3. DESTIGMATIZING MENTAL HEALTH: Integrating mental health discussion into everyday settings like barbershops helps normalise the topic, eroding the stigma associated with seeking help. I am so thankful for organisations like Movember, Gotcha4life, Tomorrow Man, The Black Dog Institute and the many others that lead the way in normalising the talk surrounding men’s mental health and you will often see barbershops partnering in the work these organisations do (especially come November and everyone grows the worst or greatest moustache possible).
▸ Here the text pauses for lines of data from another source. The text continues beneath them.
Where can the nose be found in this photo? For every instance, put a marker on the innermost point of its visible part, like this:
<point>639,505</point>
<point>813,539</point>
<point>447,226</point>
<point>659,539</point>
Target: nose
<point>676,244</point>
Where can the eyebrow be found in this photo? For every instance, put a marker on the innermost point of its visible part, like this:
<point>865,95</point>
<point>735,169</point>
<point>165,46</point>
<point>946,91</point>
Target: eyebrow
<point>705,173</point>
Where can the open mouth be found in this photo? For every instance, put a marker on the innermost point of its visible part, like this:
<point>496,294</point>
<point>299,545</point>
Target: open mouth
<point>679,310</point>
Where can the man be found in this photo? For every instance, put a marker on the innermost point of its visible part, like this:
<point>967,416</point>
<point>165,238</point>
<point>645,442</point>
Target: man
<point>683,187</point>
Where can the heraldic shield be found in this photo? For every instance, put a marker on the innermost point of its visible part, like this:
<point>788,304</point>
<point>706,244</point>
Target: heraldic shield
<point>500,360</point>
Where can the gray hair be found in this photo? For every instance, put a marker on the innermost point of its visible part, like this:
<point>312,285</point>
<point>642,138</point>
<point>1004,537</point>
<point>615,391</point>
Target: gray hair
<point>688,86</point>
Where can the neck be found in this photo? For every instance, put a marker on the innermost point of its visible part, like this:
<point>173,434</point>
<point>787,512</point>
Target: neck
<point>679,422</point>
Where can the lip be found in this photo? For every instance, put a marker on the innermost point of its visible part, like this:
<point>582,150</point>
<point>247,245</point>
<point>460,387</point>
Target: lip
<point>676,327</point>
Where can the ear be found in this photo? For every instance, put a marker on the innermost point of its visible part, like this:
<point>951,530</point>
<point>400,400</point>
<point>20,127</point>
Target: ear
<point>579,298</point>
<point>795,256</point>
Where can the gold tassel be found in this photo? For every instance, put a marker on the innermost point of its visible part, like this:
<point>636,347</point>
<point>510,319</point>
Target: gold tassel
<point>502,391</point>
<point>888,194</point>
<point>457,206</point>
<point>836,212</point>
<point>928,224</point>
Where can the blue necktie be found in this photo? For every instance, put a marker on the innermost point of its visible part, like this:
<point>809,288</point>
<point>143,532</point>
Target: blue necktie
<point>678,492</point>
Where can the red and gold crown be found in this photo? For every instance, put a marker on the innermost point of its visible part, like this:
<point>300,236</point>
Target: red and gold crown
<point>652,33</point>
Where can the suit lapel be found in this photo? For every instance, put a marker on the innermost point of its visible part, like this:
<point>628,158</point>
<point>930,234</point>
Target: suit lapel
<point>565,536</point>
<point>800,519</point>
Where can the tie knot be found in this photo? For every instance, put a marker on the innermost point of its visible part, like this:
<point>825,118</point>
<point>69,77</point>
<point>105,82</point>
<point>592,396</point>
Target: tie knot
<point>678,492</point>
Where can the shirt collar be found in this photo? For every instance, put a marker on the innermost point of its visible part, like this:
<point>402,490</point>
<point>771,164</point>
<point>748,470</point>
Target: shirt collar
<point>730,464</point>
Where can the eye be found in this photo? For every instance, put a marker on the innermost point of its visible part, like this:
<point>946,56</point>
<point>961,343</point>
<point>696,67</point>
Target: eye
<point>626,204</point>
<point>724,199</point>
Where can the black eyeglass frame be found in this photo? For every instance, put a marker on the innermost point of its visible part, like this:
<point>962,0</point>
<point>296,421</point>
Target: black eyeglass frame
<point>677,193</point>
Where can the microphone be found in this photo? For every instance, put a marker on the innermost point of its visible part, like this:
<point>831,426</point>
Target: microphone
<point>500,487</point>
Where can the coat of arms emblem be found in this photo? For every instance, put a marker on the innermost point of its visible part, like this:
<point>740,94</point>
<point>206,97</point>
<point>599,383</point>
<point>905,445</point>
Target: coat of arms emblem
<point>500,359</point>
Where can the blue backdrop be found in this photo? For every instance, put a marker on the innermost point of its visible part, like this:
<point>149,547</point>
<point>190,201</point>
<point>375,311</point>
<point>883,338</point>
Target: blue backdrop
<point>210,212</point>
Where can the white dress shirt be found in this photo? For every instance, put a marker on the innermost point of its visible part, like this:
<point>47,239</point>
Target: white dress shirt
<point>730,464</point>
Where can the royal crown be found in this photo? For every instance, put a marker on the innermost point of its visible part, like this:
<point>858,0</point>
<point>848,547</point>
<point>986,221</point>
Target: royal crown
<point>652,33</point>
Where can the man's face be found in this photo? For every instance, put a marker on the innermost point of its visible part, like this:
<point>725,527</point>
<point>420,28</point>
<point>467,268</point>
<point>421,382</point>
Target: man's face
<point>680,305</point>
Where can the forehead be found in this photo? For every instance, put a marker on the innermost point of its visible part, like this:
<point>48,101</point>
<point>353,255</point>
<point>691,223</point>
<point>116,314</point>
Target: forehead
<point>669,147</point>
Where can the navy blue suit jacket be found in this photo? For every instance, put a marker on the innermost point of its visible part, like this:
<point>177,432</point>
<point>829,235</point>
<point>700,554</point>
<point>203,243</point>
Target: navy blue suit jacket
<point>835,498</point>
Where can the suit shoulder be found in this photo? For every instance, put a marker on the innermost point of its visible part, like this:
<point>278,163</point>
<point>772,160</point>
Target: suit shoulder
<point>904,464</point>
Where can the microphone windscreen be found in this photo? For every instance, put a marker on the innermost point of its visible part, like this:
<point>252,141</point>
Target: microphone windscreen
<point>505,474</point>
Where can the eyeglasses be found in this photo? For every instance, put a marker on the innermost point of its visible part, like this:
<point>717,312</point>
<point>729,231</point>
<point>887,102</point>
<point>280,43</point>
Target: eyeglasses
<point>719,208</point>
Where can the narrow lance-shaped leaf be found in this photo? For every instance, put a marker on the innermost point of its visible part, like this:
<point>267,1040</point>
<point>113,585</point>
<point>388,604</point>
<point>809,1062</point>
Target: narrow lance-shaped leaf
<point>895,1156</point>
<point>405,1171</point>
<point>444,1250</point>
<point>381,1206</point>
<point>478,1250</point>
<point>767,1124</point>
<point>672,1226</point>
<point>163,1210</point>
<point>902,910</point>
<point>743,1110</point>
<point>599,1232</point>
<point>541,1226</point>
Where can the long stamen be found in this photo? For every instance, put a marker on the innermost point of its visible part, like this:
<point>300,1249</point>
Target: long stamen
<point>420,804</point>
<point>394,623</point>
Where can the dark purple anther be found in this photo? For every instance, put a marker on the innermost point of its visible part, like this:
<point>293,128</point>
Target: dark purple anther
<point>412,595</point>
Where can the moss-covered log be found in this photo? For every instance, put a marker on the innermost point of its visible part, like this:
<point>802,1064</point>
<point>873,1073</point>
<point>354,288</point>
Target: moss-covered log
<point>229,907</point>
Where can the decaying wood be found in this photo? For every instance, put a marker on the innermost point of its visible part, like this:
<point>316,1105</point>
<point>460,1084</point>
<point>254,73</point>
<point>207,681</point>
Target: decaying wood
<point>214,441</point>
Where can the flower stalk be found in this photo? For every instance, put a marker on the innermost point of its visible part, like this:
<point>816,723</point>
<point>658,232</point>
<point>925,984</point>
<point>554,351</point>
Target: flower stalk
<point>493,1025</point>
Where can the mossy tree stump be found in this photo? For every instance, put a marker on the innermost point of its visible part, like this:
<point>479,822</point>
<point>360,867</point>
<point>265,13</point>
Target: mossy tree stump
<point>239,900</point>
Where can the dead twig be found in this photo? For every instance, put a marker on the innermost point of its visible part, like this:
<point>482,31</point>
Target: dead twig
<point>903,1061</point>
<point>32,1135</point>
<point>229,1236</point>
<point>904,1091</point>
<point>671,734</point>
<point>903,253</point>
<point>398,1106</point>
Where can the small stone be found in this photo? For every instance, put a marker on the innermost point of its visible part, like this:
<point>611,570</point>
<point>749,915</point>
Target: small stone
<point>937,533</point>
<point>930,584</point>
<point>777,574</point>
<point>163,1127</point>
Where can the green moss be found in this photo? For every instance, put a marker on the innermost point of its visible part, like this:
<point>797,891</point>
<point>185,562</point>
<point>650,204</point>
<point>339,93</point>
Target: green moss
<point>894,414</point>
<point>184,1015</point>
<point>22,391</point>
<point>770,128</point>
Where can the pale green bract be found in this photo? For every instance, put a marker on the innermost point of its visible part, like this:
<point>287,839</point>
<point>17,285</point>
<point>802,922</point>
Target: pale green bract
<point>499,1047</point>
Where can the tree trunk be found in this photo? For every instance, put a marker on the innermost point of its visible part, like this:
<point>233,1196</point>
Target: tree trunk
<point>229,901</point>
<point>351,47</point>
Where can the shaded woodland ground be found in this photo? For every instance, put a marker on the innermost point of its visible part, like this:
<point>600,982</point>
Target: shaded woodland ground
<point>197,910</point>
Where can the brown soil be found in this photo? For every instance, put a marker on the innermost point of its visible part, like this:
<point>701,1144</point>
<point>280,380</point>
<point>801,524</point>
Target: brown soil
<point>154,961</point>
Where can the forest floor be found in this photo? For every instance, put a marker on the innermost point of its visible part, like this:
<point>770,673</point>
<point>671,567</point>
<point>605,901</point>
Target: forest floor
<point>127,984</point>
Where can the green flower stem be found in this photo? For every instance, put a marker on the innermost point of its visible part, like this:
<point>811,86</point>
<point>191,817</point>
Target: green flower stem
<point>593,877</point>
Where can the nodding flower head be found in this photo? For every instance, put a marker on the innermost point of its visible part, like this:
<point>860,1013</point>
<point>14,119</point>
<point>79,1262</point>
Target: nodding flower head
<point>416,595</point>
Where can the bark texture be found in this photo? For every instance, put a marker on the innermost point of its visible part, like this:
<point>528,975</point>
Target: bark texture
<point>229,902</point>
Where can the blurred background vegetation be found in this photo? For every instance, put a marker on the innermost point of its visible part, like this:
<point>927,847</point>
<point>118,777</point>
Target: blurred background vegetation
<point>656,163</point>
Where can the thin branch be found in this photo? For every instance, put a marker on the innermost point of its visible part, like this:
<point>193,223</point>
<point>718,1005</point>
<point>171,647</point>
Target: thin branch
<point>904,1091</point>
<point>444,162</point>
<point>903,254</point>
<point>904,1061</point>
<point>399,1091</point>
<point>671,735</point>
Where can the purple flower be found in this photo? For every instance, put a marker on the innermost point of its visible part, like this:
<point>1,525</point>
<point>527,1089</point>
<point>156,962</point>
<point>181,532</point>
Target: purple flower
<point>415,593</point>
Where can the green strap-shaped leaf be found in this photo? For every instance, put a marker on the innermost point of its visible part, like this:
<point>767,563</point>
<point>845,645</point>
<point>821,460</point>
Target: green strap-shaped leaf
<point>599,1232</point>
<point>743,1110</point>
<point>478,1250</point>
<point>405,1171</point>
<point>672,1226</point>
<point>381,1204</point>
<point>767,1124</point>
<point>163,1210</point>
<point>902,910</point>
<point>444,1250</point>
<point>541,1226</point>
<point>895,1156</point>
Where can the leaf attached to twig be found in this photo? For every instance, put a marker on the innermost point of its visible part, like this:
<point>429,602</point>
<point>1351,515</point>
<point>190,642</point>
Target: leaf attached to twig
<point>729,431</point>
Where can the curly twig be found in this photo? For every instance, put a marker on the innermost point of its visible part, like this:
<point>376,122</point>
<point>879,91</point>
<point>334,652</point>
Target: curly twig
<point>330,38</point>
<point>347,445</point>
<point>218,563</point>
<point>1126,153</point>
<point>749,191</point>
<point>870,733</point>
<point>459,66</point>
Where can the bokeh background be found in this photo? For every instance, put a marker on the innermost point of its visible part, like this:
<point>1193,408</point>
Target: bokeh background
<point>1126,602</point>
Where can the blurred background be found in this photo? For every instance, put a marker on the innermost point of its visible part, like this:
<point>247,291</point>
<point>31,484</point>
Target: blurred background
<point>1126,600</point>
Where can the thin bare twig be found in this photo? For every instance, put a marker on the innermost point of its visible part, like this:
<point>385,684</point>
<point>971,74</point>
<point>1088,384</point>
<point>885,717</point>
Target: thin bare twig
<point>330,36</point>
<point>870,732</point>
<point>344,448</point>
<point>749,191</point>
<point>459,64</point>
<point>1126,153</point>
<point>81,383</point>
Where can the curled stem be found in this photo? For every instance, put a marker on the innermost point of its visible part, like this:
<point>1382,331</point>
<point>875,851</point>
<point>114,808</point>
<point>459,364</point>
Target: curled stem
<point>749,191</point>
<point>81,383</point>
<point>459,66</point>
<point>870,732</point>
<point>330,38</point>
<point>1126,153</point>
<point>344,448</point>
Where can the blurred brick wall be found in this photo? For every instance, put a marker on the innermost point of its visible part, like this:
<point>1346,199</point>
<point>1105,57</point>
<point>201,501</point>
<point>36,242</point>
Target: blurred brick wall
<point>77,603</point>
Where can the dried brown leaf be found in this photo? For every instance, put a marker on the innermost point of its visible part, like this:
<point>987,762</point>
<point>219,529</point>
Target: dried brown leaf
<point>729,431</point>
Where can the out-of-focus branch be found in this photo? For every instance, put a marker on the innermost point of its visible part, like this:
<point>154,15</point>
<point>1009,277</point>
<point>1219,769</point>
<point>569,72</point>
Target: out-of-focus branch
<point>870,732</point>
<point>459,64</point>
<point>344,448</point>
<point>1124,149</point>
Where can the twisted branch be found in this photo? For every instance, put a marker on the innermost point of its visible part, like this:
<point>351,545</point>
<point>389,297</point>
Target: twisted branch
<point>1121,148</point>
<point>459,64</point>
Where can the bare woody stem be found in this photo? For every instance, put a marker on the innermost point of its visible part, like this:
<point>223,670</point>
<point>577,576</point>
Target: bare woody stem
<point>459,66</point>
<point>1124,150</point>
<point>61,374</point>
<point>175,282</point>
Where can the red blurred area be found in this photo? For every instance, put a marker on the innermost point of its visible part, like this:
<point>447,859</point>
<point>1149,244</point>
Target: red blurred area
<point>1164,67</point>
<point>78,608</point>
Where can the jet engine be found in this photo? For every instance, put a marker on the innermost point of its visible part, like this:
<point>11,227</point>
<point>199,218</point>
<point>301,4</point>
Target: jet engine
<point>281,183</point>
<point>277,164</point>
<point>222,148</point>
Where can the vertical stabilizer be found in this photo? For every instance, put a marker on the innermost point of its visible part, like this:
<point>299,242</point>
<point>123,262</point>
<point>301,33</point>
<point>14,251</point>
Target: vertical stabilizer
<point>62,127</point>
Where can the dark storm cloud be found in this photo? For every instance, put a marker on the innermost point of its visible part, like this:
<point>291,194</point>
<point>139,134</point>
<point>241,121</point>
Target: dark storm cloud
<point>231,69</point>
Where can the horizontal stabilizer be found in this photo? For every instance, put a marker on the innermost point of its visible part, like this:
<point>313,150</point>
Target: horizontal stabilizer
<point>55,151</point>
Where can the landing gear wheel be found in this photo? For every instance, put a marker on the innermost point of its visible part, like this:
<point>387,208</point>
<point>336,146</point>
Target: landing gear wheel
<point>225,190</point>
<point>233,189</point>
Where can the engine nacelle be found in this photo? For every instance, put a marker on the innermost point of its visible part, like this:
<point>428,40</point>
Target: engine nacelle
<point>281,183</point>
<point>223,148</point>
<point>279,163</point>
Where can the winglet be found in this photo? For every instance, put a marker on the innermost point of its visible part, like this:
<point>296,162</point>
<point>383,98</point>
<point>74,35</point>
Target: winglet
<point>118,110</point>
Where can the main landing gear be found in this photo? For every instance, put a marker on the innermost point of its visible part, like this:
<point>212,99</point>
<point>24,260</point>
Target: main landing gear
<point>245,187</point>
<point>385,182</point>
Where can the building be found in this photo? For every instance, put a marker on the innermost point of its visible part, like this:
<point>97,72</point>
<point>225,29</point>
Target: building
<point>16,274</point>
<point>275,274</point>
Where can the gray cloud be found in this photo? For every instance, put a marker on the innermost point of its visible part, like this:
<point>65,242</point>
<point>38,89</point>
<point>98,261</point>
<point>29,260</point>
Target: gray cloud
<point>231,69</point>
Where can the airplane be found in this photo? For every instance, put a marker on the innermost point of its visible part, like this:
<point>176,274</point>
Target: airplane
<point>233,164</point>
4. IMPROVING SELF-ESTEEM: A fresh haircut or groomed beard can boost self-esteem, providing clients with a renewed sense of confidence that positively impacts their mental wellbeing. A few years back I was fixing a haircut of a client who I learnt had just gotten out of prison and evidently haircuts were harder to do there. Something he said after the cut always stuck with me. “Damn, I feel good.” A typical first response after a cut is “I look good,” but rare are the moments a client says, “I feel good.” It is in those moments, you realise there is more to life than being really, really, really, ridiculously good looking.


Because this is the whole reason I became a barber. It is the reason that Ampersand Barber Co. exists today. It’s because I was on the receiving end of a barber who took the time to check-in with me and I never realised just how important that consistent appointment was in my life.

Barbershops are undergoing a transformation, transcending their traditional role to address men’s mental health concerns. By creating safe spaces for open conversations and supporting their clients’ emotional wellbeing, these establishments are breaking down barriers and normalising the conversation around mental health. Being empathetic with our clients and providing care and resources where we can, barbers can make a profound difference in the lives of their clients. As we continue to evolve in our understanding of mental health, incorporating mental health check-ins at barbershops is a step in the right direction. We want to continue to create a place that men feel valued, heard and supported as they navigate their emotional journeys, all the while looking fresh.